Telomeres, atherosclerosis, and the hemothelium: the longer view

Abstract

The model we propose to explain the links between atherosclerosis and telomere dynamics (birth telomere length and its age-dependent shortening) in leukocytes takes cues from three facts: atherosclerosis is a disease of the vascular endothelium; the hematopoietic system and the vascular endothelium share a common embryonic origin; interindividual variation in leukocyte telomere length (LTL) in the general population has a genetic explanation. The model posits that LTL dynamics mirror telomere dynamics in hematopoietic stem cells (HSCs), where telomere length is an index of HSC reserves. Diminished HSC reserves at birth, their accelerated attrition rate afterward, or both are are reflected in shortened LTL during adulthood-a phenomenon that confers increased risk for atherosclerosis.

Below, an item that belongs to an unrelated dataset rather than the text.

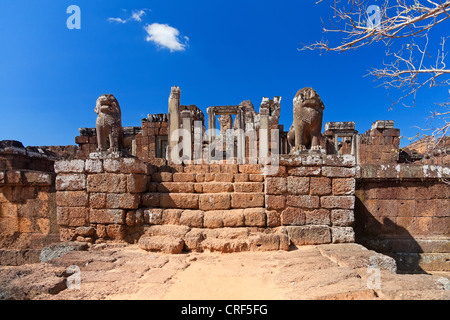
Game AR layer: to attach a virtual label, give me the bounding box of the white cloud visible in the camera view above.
[144,23,189,52]
[108,18,127,23]
[130,10,145,22]
[108,9,150,23]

We explain how telomere length in HSCs serves as both a biomarker of atherosclerosis and a determinant of its development. Our model comes down to this proposition: Shortened LTL predicts increased atherosclerotic risk because the injurious component of atherosclerosis exceeds the repair capacity of HSC reserves, which largely depend on HSC telomere length.

Figure 1

Overall model linking the hematopoietic stem cell (HSC) reserves with atherosclerosis. Atherosclerosis is partially the outcome of demand for repair, exerted by injury to the vascular endothelium on the HSC reserves. The repair arm of the HSC reserves is mediated by endothelial progenitor cells, and the size of these reserves is expressed in leukocyte telomere length. Both genetic and environmental factors continuously impact the injury/repair processes.